Most of those whose plans were taken to the capital site, and considered by the assessors, did not adhere strictly to one or other of the planning philosophies above. Many used City Beautiful geometry to define axes and to indicate vistas and highlight places of significance. Some added Garden City-style green belts, and planned their cities in circles which were reminiscent of Howard's original Garden City diagram. Others combined radial plans and gridiron plans for diversity. Some were inspired to create the human spaces advocated by Sitte: the plans of Nils Gellerstedt and Ernest Gimson were examples of this.
The plan which won the competition was that of Walter Burley Griffin, landscape architect, of Chicago, Illinois. Griffin, who along with his wife Marion Mahony had worked with the founder of the Prairie School of American architecture, Frank Lloyd Wright, submitted a design which owed much to the City Beautiful movement - Griffin was said to have been very influenced by the plan for the White City - and incorporated elements of Garden City planning as well. There is also some evidence, explored by Peter Proudfoot in his recent book, 'The Secret Plan of Canberra', that Griffin and his wife were influenced by more ancient city planning ideas which linked natural forms to metaphysical forces. Griffin's defining of the land axis, in Proudfoot's view, corresponds to the ancient concept of the axis mundi. It could also contain elements of Chinese feng shui siting. Other ancient and non-European planning concepts with a mystical basis which may have influenced Griffin's design are also explored. His thesis has validity in that both Walter and Marion Griffin were adherents of the metaphysical doctrine of Anthroposophy. It would not be surprising if they were influenced by more than physical considerations when planning a site with symbolic associations.

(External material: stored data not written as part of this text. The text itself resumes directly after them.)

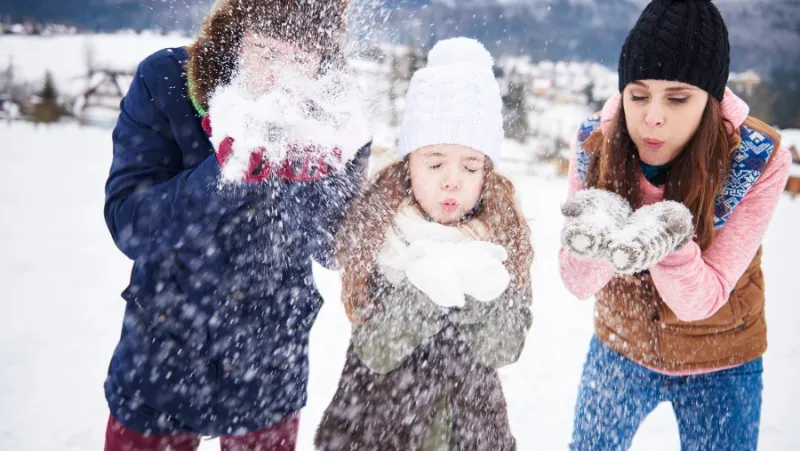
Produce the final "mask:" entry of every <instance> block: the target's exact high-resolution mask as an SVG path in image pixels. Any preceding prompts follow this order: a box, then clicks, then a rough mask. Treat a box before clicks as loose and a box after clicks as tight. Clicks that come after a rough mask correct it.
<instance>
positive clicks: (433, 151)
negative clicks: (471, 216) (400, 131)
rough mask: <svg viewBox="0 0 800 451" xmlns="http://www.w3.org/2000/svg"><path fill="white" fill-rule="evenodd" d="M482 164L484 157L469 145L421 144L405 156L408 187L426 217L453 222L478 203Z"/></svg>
mask: <svg viewBox="0 0 800 451" xmlns="http://www.w3.org/2000/svg"><path fill="white" fill-rule="evenodd" d="M485 167H486V156H485V155H484V154H482V153H480V152H478V151H476V150H473V149H471V148H469V147H465V146H459V145H455V144H437V145H433V146H427V147H423V148H421V149H417V150H415V151H414V152H412V153H411V155H409V173H410V176H411V190H412V191H413V193H414V197H415V198H416V200H417V202H418V203H419V205H420V206H421V207H422V209H423V210H425V213H427V214H428V216H430V217H431V218H433V219H434V220H435V221H436V222H439V223H441V224H454V223H457V222H458V221H460V220H461V219H462V218H463V217H464V216H465V215H466V214H467V213H469V212H470V211H471V210H472V209H473V208H474V207H475V205H476V204H477V203H478V199H480V196H481V191H482V190H483V179H484V175H485V172H486V170H485Z"/></svg>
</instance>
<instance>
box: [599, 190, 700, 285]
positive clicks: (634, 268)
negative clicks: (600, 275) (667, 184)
mask: <svg viewBox="0 0 800 451" xmlns="http://www.w3.org/2000/svg"><path fill="white" fill-rule="evenodd" d="M693 235H694V225H693V224H692V213H691V212H690V211H689V209H688V208H686V206H684V205H683V204H681V203H680V202H675V201H662V202H658V203H655V204H652V205H646V206H644V207H642V208H640V209H638V210H636V211H635V212H634V213H633V214H632V215H631V216H630V217H629V218H628V220H627V221H626V223H625V227H623V228H622V229H621V230H619V231H617V232H615V233H612V234H611V238H610V240H609V242H608V246H607V248H606V252H605V257H606V258H607V259H608V262H609V264H611V267H612V268H614V270H615V271H616V272H618V273H620V274H636V273H638V272H641V271H644V270H646V269H648V268H650V267H651V266H653V265H655V264H656V263H658V262H660V261H661V260H663V259H664V257H666V256H667V255H669V254H671V253H672V252H674V251H676V250H678V249H680V248H682V247H683V246H684V245H686V244H687V243H688V242H689V241H691V240H692V236H693Z"/></svg>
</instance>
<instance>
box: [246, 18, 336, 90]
mask: <svg viewBox="0 0 800 451" xmlns="http://www.w3.org/2000/svg"><path fill="white" fill-rule="evenodd" d="M241 52H242V54H241V58H242V59H241V64H242V67H243V68H244V70H245V72H246V74H247V84H248V88H249V89H250V90H251V91H253V92H258V93H265V92H269V90H271V89H272V88H273V87H274V86H275V84H276V83H277V82H278V81H279V78H280V75H281V71H283V70H285V69H291V70H293V71H295V72H297V73H299V74H300V75H302V76H304V77H307V78H314V77H315V76H316V75H317V73H318V72H319V67H320V64H321V63H322V58H321V57H320V55H319V54H317V53H311V52H307V51H305V50H302V49H301V48H300V47H299V46H298V45H296V44H292V43H290V42H287V41H281V40H279V39H275V38H270V37H266V36H264V35H260V34H257V33H254V32H252V31H248V32H247V33H245V35H244V36H243V37H242V47H241Z"/></svg>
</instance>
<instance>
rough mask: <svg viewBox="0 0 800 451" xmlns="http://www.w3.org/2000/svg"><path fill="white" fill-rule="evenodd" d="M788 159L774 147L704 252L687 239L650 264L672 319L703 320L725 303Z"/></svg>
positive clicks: (757, 247)
mask: <svg viewBox="0 0 800 451" xmlns="http://www.w3.org/2000/svg"><path fill="white" fill-rule="evenodd" d="M791 162H792V160H791V155H790V154H789V151H787V150H786V149H785V148H781V149H779V150H778V153H777V154H776V155H774V156H773V158H772V160H771V161H770V163H769V164H768V165H767V168H766V169H765V170H764V173H763V174H762V175H761V177H759V179H758V182H756V184H755V186H753V187H752V188H751V189H750V191H749V192H748V193H747V195H746V196H745V197H744V199H742V201H741V202H740V203H739V205H738V206H737V207H736V209H735V210H734V211H733V213H731V216H730V218H729V219H728V221H727V222H726V223H725V226H724V227H723V228H722V229H721V230H720V231H719V234H718V235H717V237H716V239H715V240H714V242H713V244H712V245H711V246H710V247H709V248H708V249H706V251H705V252H702V253H701V252H700V247H699V246H698V245H697V243H695V242H690V243H689V244H687V245H686V246H684V247H682V248H681V249H679V250H677V251H675V252H673V253H672V254H670V255H668V256H667V257H666V258H664V259H663V260H662V261H661V262H660V263H658V264H657V265H655V266H653V267H652V268H650V274H651V275H652V276H653V282H654V283H655V285H656V288H657V289H658V293H659V294H660V295H661V298H662V299H663V300H664V302H665V303H666V304H667V306H669V308H670V309H672V311H673V312H675V315H676V316H677V317H678V319H680V320H682V321H699V320H702V319H705V318H708V317H710V316H712V315H713V314H714V313H716V312H717V310H719V309H720V308H721V307H722V306H723V305H725V303H726V302H728V297H729V296H730V293H731V291H732V290H733V288H734V287H735V286H736V283H737V282H738V281H739V278H741V277H742V274H744V271H745V270H746V269H747V267H748V266H749V265H750V262H751V261H752V260H753V257H754V256H755V254H756V252H757V251H758V248H759V246H760V245H761V241H762V239H763V238H764V234H765V233H766V231H767V227H768V226H769V223H770V221H771V220H772V215H773V213H774V212H775V209H776V208H777V205H778V201H779V200H780V198H781V193H782V192H783V189H784V187H785V186H786V180H787V179H788V176H789V168H790V166H791Z"/></svg>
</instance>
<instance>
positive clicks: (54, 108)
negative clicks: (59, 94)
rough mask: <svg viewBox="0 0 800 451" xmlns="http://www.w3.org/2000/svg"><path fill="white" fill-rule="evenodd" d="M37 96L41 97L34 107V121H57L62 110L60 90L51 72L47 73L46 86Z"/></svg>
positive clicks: (44, 87) (45, 85) (39, 121)
mask: <svg viewBox="0 0 800 451" xmlns="http://www.w3.org/2000/svg"><path fill="white" fill-rule="evenodd" d="M37 96H38V97H39V99H38V102H37V103H36V105H35V106H34V108H33V119H34V121H36V122H43V123H52V122H57V121H58V119H59V118H60V117H61V114H62V111H61V107H60V106H59V104H58V91H57V90H56V86H55V83H54V82H53V76H52V74H51V73H50V72H47V73H46V74H45V78H44V86H43V87H42V90H41V91H39V93H38V94H37Z"/></svg>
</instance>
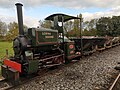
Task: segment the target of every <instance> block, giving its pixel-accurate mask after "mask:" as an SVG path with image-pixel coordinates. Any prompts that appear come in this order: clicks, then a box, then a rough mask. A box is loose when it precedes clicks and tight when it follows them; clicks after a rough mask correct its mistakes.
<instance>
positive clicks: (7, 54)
mask: <svg viewBox="0 0 120 90" xmlns="http://www.w3.org/2000/svg"><path fill="white" fill-rule="evenodd" d="M8 54H9V53H8V48H6V58H8Z"/></svg>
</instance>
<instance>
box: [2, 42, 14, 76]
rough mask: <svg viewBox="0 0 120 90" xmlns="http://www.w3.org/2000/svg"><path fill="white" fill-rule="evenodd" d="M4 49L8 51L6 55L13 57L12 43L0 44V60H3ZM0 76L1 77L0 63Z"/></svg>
mask: <svg viewBox="0 0 120 90" xmlns="http://www.w3.org/2000/svg"><path fill="white" fill-rule="evenodd" d="M6 49H8V55H9V56H13V48H12V42H0V60H3V58H5V56H6ZM0 62H1V61H0ZM0 76H1V63H0Z"/></svg>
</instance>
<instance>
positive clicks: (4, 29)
mask: <svg viewBox="0 0 120 90" xmlns="http://www.w3.org/2000/svg"><path fill="white" fill-rule="evenodd" d="M6 33H7V24H6V23H5V22H2V21H0V38H3V37H4V36H5V35H6Z"/></svg>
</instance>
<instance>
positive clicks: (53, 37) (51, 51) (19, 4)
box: [2, 3, 80, 81]
mask: <svg viewBox="0 0 120 90" xmlns="http://www.w3.org/2000/svg"><path fill="white" fill-rule="evenodd" d="M16 6H17V13H18V24H19V36H17V37H16V38H15V39H14V40H13V50H14V57H13V58H10V59H9V60H8V59H6V60H4V65H2V76H3V77H4V78H6V79H12V80H13V81H17V80H18V79H19V74H20V75H23V74H24V75H28V74H32V73H37V71H39V69H42V68H46V67H51V66H56V65H60V64H63V63H65V62H69V61H70V60H72V59H74V58H76V57H80V53H79V54H76V52H75V46H74V41H71V40H69V39H67V38H66V37H65V36H64V30H63V27H64V26H63V23H64V22H66V21H68V20H71V19H80V18H78V17H73V16H69V15H65V14H53V15H50V16H48V17H47V18H46V19H45V20H51V21H53V22H54V27H53V28H52V29H47V28H29V29H28V30H27V31H26V32H24V30H23V18H22V4H20V3H17V4H16ZM58 22H62V26H59V25H58ZM8 74H11V75H8Z"/></svg>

The most successful feature of Griffin's plan, and the one which has best resisted all the alterations and rethinkings of his design since he won the competition on 23 May 1912, was the linking of the natural landforms of the Canberra site - chosen so well by Scrivener - by his land and water axes. No other competition entry displayed this level of consideration for the nature of the site itself. Griffin's plan also reinforced the concept of a democracy, when he sited the 'Capitol', which represented the people, on the central elevation in the city area, with the Houses of Parliament on a lower elevation. Later planners reversed this important symbolism, placing Parliament on the highest eminence. Much of Griffin's symbolic geometry has been lost as planners implemented the fashions of their time. The current planning body for Canberra, the National Capital Planning Authority, is now working to re-establish Griffin's symbolic geometry, and to strengthen again the symbolism he created for a national capital.